I suspect the attempts to standardize it and the ANSI standard actually held back Forth somewhat.. I preferred Chuck Moore's forth or forth implementations that eschewed closely to his philosophy.
Chuck Moore should release his colorForth OKAD EDA suite into the public domain as soon as possible. He is not getting any younger and things like Google's Skywater collaboration could really help in popularizing low-overhead self-contained systems.
I agree that I would like to see the colorForth suite in the public domain. At the same time, there are some additional things I want from a prospective language for doing low-overhead systems. I’ve been working on a semi-Forth inspired language and IDE to accompany it, but my hope is it will appeal to a modern audience with additional features, while still maintaining the ability to do extremely customizable systems as the programmer requires.
That’s great, I didn’t know the implementation of colorForth was In the public domain. The OKAD layout stuff would be really cool to see, but I don’t have a practical use for it, but I’m always looking for language implementations to dissect.
Agreed. If you ossify what Forth is with an elaborate, prescriptive standard, you lose flexibility; the language can no longer be simplified and reshaped to suit needs.
> > forth implementations that eschewed closely to his philosophy.
> this [typo] inverts your meaning.
Actually it doesn't. "forth implementations that eschewed his philosophy" would, but "eschewed closely to" expands to "ommited [stuff] in a manner close to", where stuff would presumably mean (ANSI standard) features. So it's: "forth implementations that eschewed [junk] in a manner close to [what] his philosophy [suggests]". "Hewed" is also fairly correct (and less confusable), though.
I am critical of many decisions of the standard, however I disagree that it has held it back. The effort to standardise has been useful and it benefits Forth that there is now a common language for e.g. new learners to start with, before trying out more exotic Forths. Furthermore, the language the standard defines is essentially as useful (or more useful than) many of the idiomatic Forths out there, all inspired by Chuck Moore's earlier Forth.
Chuck Moore's later Forths were attempts to further simplify Forth and take alternative approaches that simply aren't as useful or applicable to the core of Forth programmers, but that Chuck enjoys.
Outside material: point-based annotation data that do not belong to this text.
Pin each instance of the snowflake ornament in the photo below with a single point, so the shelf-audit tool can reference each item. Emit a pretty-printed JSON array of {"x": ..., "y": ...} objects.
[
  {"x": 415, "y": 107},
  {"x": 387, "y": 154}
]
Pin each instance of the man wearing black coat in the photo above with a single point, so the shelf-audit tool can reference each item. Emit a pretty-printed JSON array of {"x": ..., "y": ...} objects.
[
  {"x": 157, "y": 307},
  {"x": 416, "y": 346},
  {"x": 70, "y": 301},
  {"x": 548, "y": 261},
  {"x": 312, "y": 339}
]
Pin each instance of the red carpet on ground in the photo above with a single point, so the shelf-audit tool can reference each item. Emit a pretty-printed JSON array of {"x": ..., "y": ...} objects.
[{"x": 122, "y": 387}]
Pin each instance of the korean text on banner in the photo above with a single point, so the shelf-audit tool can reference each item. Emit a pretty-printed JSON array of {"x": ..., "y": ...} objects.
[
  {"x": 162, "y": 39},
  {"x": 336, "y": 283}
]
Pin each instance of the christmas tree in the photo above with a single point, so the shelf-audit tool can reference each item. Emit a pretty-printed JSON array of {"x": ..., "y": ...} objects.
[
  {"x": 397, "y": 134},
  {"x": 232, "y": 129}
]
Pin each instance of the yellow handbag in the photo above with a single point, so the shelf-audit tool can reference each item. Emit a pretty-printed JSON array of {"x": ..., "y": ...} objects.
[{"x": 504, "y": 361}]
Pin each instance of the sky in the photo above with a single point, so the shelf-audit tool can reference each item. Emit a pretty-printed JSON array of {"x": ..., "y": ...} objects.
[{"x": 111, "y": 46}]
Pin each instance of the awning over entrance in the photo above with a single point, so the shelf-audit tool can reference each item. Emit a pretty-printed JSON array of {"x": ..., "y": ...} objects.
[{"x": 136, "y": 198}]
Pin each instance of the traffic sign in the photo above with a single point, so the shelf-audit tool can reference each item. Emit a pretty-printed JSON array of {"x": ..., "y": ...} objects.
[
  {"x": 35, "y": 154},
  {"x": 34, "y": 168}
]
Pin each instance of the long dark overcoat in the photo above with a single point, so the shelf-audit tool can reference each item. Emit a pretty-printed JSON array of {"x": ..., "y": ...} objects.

He's often said that he makes his Forths for himself and not anyone else, e.g. why he would write a color-based Forth when some people are color-blind. There have been some more applicable and less applicable factorisations, and I see his continuing influence around in different Forths; some standard, some not.
In my opinion, both of you are right. The issue with the standard is not if it is a good or a bad standard; the whole concept of standardization goes against Chuck's approach of writing your own Forth fitted to the problem at hand. However, I think there is no discussion in that the industry preferred a standard to this unlimited freedom, so ANSI-FORTH really helped Forth in industrial settings.
In other words: the standard held back the concept of Forth by Chuck Moore, but it helped to push forward the concept of Forth as an industrial product. A very grey area...
I think the problem is that people going the standardization route were trying to build abstractions. Unfortunately most abstractions built in forth tended to feel rather cumbersome and ineffective to me.
What Chuck Moore mostly did was focus on simplifying the problem such that he can avoid as much abstraction as possible. Which isn't a very accessible way of development perhaps.
I'm not sure if there's a good middle ground between these two approaches..
Ah, the holy trinity of languages: Forth, Smalltalk and Lisp. The BMW Isetta, NSU Ro80 and Citroen SM of the programming world. Sure you'd love to own all three but nobody is taking a business road trip in any of them.
However the Forth story is fascinating its well worth reading the entire article.
It's interesting that most people acknowledge that each of these languages have some novel insight into program development and yet they tend to be not part of the mainstream.
Is it because the concepts they introduced where just migrated into existing languages and sub-systems? Functions, lists, OOP and stack based virtual machines are common place now.
I don't think there is a VM in the mainstream that uses the Data/Return stack Forth architecture but I could be wrong.
I think they all died for different reasons. Forth was trying to solve a problem that no longer really exists (need for a tiny self contained system on novel hardware). This is now C compilers. Lisp I haven't had much to do with but its proponents are their own worst enemies. I did a lot of work with Smalltalk and basically other environments just got better without the problems you get deploying smalltalk images. Nostalgia is fun but things like .NET core are so good now you can build and deploy systems with virtually no friction using whatever paradigm you are comfortable with.
PostScript is a stack based language like Forth but things like NeWS that were based on it never really took off.